Genocide Watch explains that the tenth and final stage of genocide is denial. And so, for over a century, the survivors of the Armenian Genocide, and their progeny, championed an important call to action: the world’s recognition of the 1.5 million martyred souls who were systematically murdered at the hands of the Ottoman Empire. Unfortunately, such recognition was slow to come to the few countries with the political will to stand up to the Republic of Turkey, which denies the immutable facts to this day. Then, in 2019, both chambers of the United States Congress voted near-unanimously to recognize the Armenian Genocide.
Still, the calls to finish the genocide echoed in the halls of Erdogan’s palace in Ankara. On Sept. 27, 2020, amid the worldwide COVID-19 pandemic, Turkey joined forces with Turkic kin in the Republic of Azerbaijan to engage in a military attack on the indigenous Armenian population of the Republic of Artsakh, employing Syrian mercenaries and ISIS terrorists. Thousands died while hospitals, schools and churches were bombed by drone warfare. Survivors in many of the regions were forced to flee their homes and seek shelter in Armenia, where they are currently refugees. It was a sequel that no one saw coming – no one except for those familiar with the events of 1915.

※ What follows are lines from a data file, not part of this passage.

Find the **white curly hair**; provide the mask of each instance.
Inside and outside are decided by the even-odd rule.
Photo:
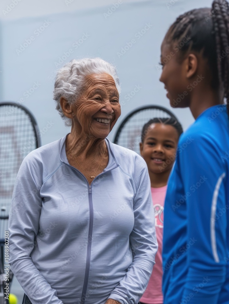
[[[120,94],[119,78],[115,67],[99,57],[77,60],[74,59],[57,70],[53,90],[53,99],[56,101],[56,109],[64,121],[65,126],[71,126],[72,120],[63,112],[61,106],[61,98],[64,97],[69,104],[74,103],[84,88],[86,76],[103,73],[113,77]]]

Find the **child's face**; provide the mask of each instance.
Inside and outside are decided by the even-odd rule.
[[[147,131],[140,150],[148,170],[156,174],[171,170],[175,159],[177,131],[172,126],[159,123],[151,125]]]

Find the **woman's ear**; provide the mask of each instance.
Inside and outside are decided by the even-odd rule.
[[[196,73],[198,65],[197,57],[194,54],[189,54],[185,60],[185,73],[187,78],[190,78]]]
[[[72,118],[73,111],[68,100],[62,96],[61,97],[60,102],[62,111],[65,116],[68,118]]]

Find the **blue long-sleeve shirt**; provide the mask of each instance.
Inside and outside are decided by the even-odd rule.
[[[65,139],[33,151],[20,168],[11,268],[33,304],[136,304],[157,249],[147,166],[106,140],[108,163],[89,186],[69,165]]]
[[[165,204],[165,304],[229,303],[229,121],[225,105],[181,136]]]

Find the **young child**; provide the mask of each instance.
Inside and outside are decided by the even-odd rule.
[[[179,141],[165,202],[166,304],[229,303],[229,8],[216,0],[179,16],[161,46],[170,104],[196,120]]]
[[[141,154],[147,164],[154,207],[158,250],[155,264],[140,301],[147,304],[163,303],[161,290],[162,240],[164,202],[169,175],[175,161],[180,135],[183,130],[173,118],[154,118],[147,123],[142,132]]]

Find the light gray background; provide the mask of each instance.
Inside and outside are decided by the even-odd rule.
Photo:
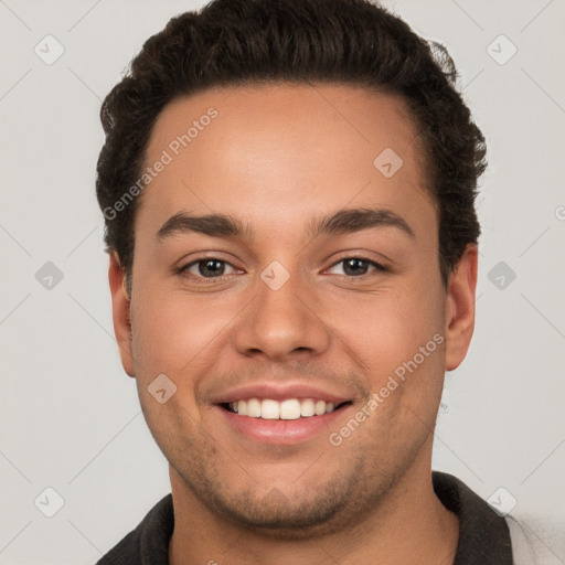
[[[0,0],[1,564],[94,563],[169,492],[113,337],[97,115],[142,42],[201,4]],[[477,330],[447,377],[434,467],[486,499],[504,487],[512,515],[563,531],[565,2],[386,6],[449,47],[489,145]],[[47,34],[65,50],[52,65],[34,53]],[[500,34],[518,47],[503,65],[491,54],[511,45],[487,49]],[[52,289],[35,278],[46,262],[64,275]],[[502,289],[500,273],[489,279],[499,262],[516,275]],[[53,518],[34,505],[46,487],[65,502]],[[547,563],[565,563],[554,552]]]

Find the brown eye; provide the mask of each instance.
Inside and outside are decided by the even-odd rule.
[[[217,259],[199,260],[198,267],[203,277],[221,277],[225,271],[225,263]]]
[[[331,271],[333,271],[334,275],[345,275],[348,277],[361,277],[375,270],[384,271],[386,270],[386,267],[380,263],[364,259],[362,257],[348,257],[345,259],[339,260],[331,267]]]
[[[194,278],[220,278],[224,275],[232,275],[235,268],[225,260],[205,258],[195,260],[180,269],[184,276]]]

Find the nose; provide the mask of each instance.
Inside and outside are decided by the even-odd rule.
[[[278,289],[262,279],[256,287],[257,296],[238,319],[233,333],[241,354],[284,361],[328,350],[330,329],[323,321],[323,313],[315,311],[312,289],[307,291],[298,276],[290,276]]]

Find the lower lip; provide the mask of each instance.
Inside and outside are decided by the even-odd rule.
[[[298,419],[263,419],[239,416],[221,406],[215,406],[230,427],[239,434],[263,444],[294,445],[308,441],[322,431],[330,434],[337,427],[332,425],[350,406],[343,406],[330,414]]]

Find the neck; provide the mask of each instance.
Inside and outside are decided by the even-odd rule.
[[[459,521],[434,492],[429,458],[413,466],[361,522],[318,539],[262,535],[210,512],[171,468],[174,532],[171,565],[452,564]]]

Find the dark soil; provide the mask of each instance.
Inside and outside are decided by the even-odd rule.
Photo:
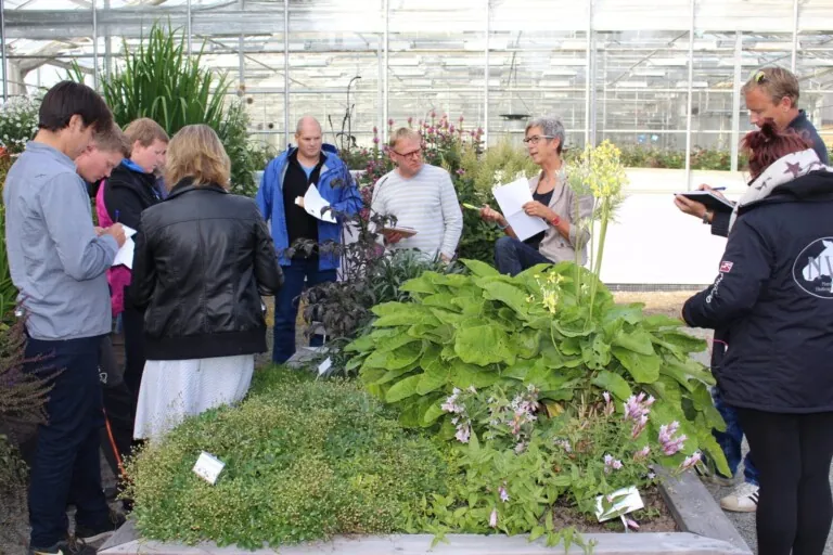
[[[640,492],[645,508],[628,514],[628,518],[639,525],[640,532],[677,532],[679,528],[670,511],[665,504],[658,488]],[[581,533],[623,532],[625,526],[620,519],[599,522],[580,514],[575,507],[556,507],[554,518],[555,529],[575,527]]]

This year, we remember more than the Armenian Genocide. This year, we remember that where the powerful are left unchecked to commit atrocities and rewrite history, humanity suffers. And, we remember that we cannot overcome crimes against humanity on our own. There is value in allyship and there is strength in a diverse – but united – front against impunity. Humanity has come a long way since the days of empires, but even today it requires guardians in us all to ensure the fundamental right to life.
— Elina Avakian '07, J.D. '10 (left) and Gayane Khechoomian '09 (right)
Join UCLA Alumni Diversity Programs & Initiatives for a special edition of EmPower Hour, where alumni will share how their Armenian background has impacted their community work.
In honor Armenian Genocide Remembrance Day, The Promise Armenian Institute invites you and your household to watch "Intent to Destroy" online. Then join us on the Armenian National Committee of America Facebook page for Q&A discussions with the producer and director.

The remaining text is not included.